USA: Workplace strikes surge as high pandemic profits fail to translate into better working conditions

"Workplace strikes are surging. Here’s why they won’t stop anytime soon.", 31 October 2021

Factory workers, nurses and school bus drivers are among the tens of thousands of Americans who walked off jobs in October amid a surge of labor activism that economists and labor leaders have dubbed “Striketober.”

...Having seen the massive profits their companies collected during the coronavirus pandemic, they want their contributions acknowledged in the form of better pay and working conditions.

...

There are a number of reasons, but ultimately it comes down to how the pandemic has changed the way people see themselves, their employers and their jobs — especially if going to work heightened their risk of exposure to the deadly virus. So while millions of people quit or switched positions, others have staged walkouts — or at least are threatening to.

...At John Deere, where 10,000 workers at 14 factories walked off the job on Oct. 14, employees want better pay and retirement benefits. The company offered 5 to 6 percent raises in a new collective bargaining agreement, but workers say it’s not enough, given the company’s soaring profits.
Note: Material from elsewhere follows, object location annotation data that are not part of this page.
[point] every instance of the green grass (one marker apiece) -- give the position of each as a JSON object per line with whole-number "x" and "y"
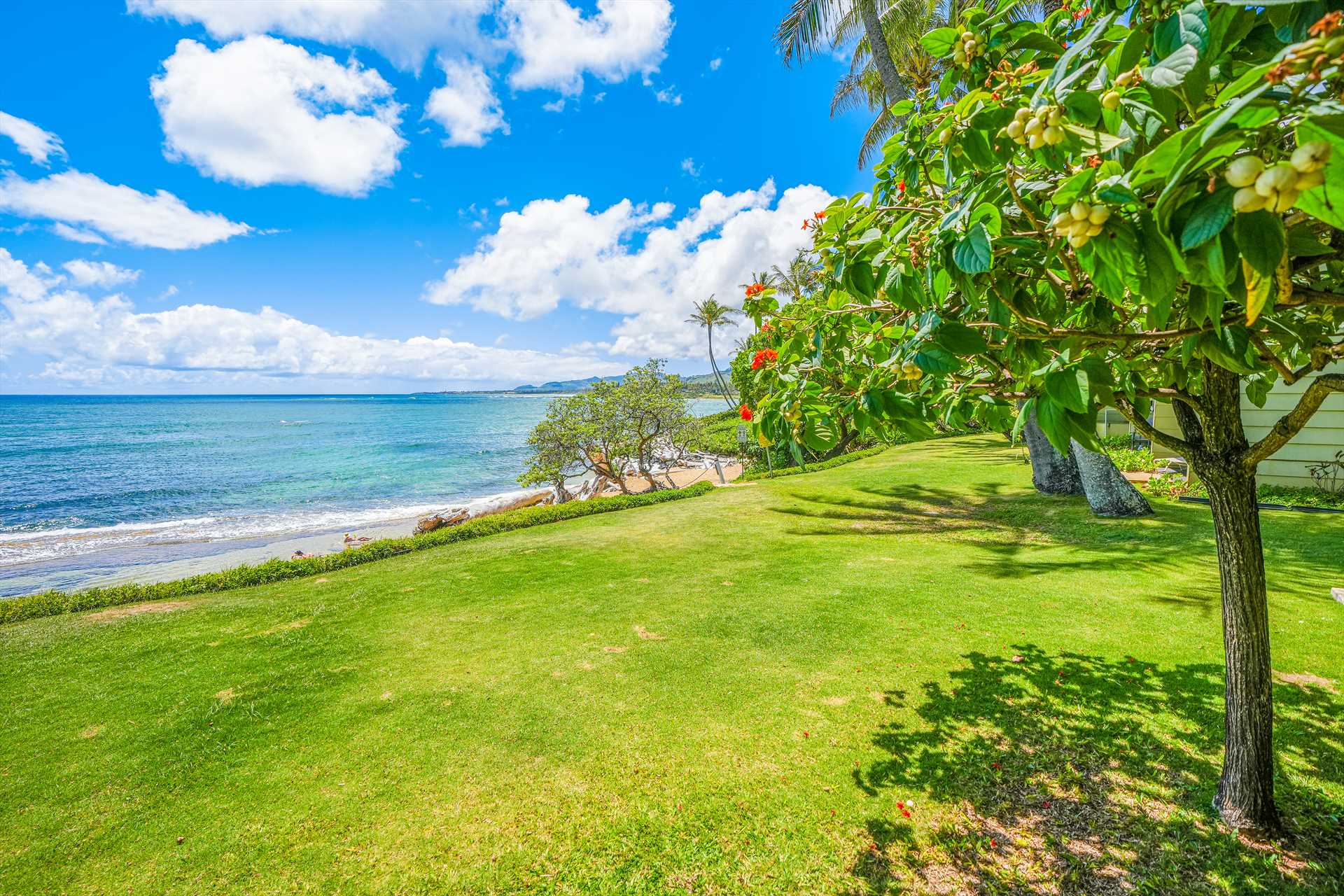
{"x": 729, "y": 695}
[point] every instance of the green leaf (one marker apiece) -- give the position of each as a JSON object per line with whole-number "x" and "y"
{"x": 936, "y": 360}
{"x": 1257, "y": 390}
{"x": 1327, "y": 202}
{"x": 1210, "y": 214}
{"x": 1084, "y": 108}
{"x": 1074, "y": 52}
{"x": 939, "y": 42}
{"x": 1260, "y": 235}
{"x": 1023, "y": 415}
{"x": 1074, "y": 187}
{"x": 1227, "y": 348}
{"x": 1097, "y": 141}
{"x": 960, "y": 339}
{"x": 974, "y": 143}
{"x": 1053, "y": 421}
{"x": 858, "y": 279}
{"x": 1190, "y": 27}
{"x": 1038, "y": 42}
{"x": 1172, "y": 70}
{"x": 1070, "y": 388}
{"x": 1158, "y": 279}
{"x": 972, "y": 253}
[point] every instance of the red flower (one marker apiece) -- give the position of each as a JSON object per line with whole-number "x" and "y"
{"x": 761, "y": 358}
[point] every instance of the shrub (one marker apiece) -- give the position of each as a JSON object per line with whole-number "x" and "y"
{"x": 54, "y": 602}
{"x": 1133, "y": 460}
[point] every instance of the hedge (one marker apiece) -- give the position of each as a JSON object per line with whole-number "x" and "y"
{"x": 279, "y": 570}
{"x": 813, "y": 468}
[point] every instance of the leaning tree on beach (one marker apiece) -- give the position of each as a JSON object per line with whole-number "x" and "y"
{"x": 1114, "y": 206}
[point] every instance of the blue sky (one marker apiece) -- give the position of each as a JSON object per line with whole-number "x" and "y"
{"x": 397, "y": 184}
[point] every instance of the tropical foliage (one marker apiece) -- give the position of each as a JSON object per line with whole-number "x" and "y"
{"x": 1139, "y": 203}
{"x": 613, "y": 429}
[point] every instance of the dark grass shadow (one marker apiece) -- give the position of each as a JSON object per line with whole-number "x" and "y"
{"x": 1081, "y": 774}
{"x": 1006, "y": 527}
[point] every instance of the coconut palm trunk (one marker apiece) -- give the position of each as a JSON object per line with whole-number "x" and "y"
{"x": 718, "y": 377}
{"x": 881, "y": 51}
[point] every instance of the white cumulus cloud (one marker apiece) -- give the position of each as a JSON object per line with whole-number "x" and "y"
{"x": 264, "y": 112}
{"x": 108, "y": 340}
{"x": 556, "y": 43}
{"x": 102, "y": 274}
{"x": 631, "y": 260}
{"x": 465, "y": 105}
{"x": 86, "y": 209}
{"x": 33, "y": 141}
{"x": 402, "y": 30}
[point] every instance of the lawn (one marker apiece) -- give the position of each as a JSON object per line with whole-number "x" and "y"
{"x": 907, "y": 673}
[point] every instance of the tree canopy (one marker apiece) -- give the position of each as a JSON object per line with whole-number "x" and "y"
{"x": 1119, "y": 204}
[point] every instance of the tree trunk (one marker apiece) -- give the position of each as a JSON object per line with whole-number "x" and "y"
{"x": 1109, "y": 493}
{"x": 1051, "y": 472}
{"x": 714, "y": 365}
{"x": 1246, "y": 790}
{"x": 881, "y": 52}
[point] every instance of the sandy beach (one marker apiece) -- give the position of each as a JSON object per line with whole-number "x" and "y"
{"x": 169, "y": 561}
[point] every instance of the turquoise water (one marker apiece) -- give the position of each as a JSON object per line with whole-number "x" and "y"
{"x": 94, "y": 488}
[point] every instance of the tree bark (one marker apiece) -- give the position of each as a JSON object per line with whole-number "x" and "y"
{"x": 1051, "y": 472}
{"x": 881, "y": 52}
{"x": 1246, "y": 790}
{"x": 714, "y": 365}
{"x": 1109, "y": 493}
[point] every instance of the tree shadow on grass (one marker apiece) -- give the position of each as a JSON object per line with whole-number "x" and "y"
{"x": 1006, "y": 531}
{"x": 1081, "y": 774}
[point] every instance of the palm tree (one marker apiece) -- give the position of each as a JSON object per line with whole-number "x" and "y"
{"x": 799, "y": 279}
{"x": 708, "y": 315}
{"x": 899, "y": 69}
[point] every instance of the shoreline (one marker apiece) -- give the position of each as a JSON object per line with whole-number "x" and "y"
{"x": 148, "y": 564}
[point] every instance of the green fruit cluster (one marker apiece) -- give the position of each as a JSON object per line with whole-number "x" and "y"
{"x": 968, "y": 48}
{"x": 1277, "y": 187}
{"x": 1040, "y": 128}
{"x": 1079, "y": 222}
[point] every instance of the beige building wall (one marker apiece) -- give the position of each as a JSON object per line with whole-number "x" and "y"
{"x": 1319, "y": 440}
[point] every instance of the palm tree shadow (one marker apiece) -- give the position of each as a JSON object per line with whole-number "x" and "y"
{"x": 1018, "y": 533}
{"x": 1063, "y": 780}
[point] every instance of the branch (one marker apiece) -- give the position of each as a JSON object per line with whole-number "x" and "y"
{"x": 1312, "y": 296}
{"x": 1292, "y": 424}
{"x": 1154, "y": 434}
{"x": 1275, "y": 360}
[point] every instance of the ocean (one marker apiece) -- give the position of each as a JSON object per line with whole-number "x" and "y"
{"x": 102, "y": 489}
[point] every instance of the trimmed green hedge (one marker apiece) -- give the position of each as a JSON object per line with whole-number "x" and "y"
{"x": 813, "y": 468}
{"x": 54, "y": 602}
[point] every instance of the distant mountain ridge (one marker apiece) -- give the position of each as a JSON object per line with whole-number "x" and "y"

...The “Great Resignation” is the term some economists are using to describe how workers are reevaluating their jobs nearly two years into the pandemic. ...A record 4.3 million people — or nearly 3 percent of the U.S. workforce — quit their jobs in August alone, Labor Department data shows. went on strike in October, according to a Bloomberg Law work stoppage database. Of the 119 union strikes so far this year, 15 are “major” strikes involving 1,000 or more individuals, according to the database. That compares with nine major strikes in 2020, when the pandemic took hold, and 30 in 2019.

Results are mixed, economists and labor leaders say. Nabisco and Frito-Lay workers won big concessions from their employers, and both groups returned to work in September.

...Those new contracts have galvanized other strike drives across the country, AFL-CIO President Liz Shuler said in an interview.

...Kellogg and John Deere have both run their factories without union members. But 400 Kellogg mechanics broke their strike on Oct. 19 after the company threatened to contract out their work to a third-party vendor.